MazeFrame · January 1, 2024, 2:06am

fio Disk Speed Tests (Mixed R/W 50/50) (Partition /dev/nvme0n1p2):
---------------------------------
Block Size | 4k            (IOPS) | 64k           (IOPS)
  ------   | ---            ----  | ----           ---- 
Read       | 1.38 GB/s   (346.2k) | 1.86 GB/s    (29.1k)
Write      | 1.38 GB/s   (347.2k) | 1.87 GB/s    (29.2k)
Total      | 2.77 GB/s   (693.5k) | 3.73 GB/s    (58.3k)
           |                      |                     
Block Size | 512k          (IOPS) | 1m            (IOPS)
  ------   | ---            ----  | ----           ---- 
Read       | 2.51 GB/s     (4.9k) | 2.73 GB/s     (2.6k)
Write      | 2.64 GB/s     (5.1k) | 2.91 GB/s     (2.8k)
Total      | 5.16 GB/s    (10.0k) | 5.64 GB/s     (5.5k)

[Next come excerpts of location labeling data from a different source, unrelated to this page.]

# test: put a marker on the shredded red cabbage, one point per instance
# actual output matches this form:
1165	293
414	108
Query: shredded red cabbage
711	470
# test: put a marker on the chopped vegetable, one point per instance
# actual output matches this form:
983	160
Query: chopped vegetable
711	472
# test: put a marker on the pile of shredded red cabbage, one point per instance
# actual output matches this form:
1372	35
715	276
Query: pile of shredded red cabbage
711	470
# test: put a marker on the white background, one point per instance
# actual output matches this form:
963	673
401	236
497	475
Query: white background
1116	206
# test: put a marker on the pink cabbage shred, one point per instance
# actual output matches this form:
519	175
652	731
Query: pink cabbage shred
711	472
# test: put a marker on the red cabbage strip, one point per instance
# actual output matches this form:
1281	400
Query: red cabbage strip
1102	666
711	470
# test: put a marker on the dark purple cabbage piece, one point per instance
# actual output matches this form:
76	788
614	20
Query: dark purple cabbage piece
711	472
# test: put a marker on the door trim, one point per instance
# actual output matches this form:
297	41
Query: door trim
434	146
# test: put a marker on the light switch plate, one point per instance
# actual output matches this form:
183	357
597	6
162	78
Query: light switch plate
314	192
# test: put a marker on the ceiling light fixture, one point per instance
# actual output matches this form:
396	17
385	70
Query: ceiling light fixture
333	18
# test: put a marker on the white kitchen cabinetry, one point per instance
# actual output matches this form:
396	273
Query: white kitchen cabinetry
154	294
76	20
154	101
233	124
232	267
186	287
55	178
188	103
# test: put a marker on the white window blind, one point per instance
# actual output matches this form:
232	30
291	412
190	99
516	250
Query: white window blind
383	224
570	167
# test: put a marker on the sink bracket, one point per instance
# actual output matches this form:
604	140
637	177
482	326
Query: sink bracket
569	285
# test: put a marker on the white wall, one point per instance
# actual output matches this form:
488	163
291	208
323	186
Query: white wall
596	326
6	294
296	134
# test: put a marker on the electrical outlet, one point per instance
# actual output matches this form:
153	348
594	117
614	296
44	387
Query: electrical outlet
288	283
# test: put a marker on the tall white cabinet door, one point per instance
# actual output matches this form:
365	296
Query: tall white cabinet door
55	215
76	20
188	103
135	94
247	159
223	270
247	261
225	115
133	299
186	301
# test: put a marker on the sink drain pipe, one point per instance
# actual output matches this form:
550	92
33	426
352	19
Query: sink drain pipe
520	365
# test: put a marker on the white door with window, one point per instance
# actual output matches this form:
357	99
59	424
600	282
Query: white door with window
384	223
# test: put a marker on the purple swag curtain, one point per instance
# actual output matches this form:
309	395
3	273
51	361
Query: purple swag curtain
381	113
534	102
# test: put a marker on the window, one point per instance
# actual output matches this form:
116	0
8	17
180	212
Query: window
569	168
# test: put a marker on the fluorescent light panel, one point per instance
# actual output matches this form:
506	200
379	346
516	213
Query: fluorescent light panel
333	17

maze@TheFrame ~ % dd if=/dev/zero of=test bs=64k count=16k conv=fdatasync;unlink test
16384+0 Datensätze ein
16384+0 Datensätze aus
1073741824 Bytes (1.1 GB, 1.0 GiB) kopiert, 0.477096 s, 2.3 GB/s

server · January 1, 2024, 2:08am

Hmm, yeah, that’s the expected result.

What temperature is your NVMe running at, when you check using nvme smart-log ?

What sort of heatsink are you using? (I don’t have one at the moment).

server · January 1, 2024, 2:13am

nvme smart-log /dev/nvme0n1p2

MazeFrame · January 1, 2024, 2:28am

sensors has composite temp at 30°C

It is the MP600 with the heatsink and it sits in the airflow from the CPU cooler (can be seen here).

server · January 1, 2024, 2:43am

Heh yeah, you’re getting significantly lower temperatures. Will look into that, thanks

server · January 13, 2024, 10:44pm

Tried installing M.2 heatsinks and still facing the same symptoms. After a couple days, the server’s Disk I/O throttles again to the 500 MB/s level. Upon rebooting the server, it’s fine again and is able to achieve 2-3 GB/s on an I/O test, until a couple days later where it drops back down again. Even when temps are at 45C and 51C respectively on the NVMe.

Any other ideas here?

system · October 13, 2024, 4:44pm

This topic was automatically closed 273 days after the last reply. New replies are no longer allowed.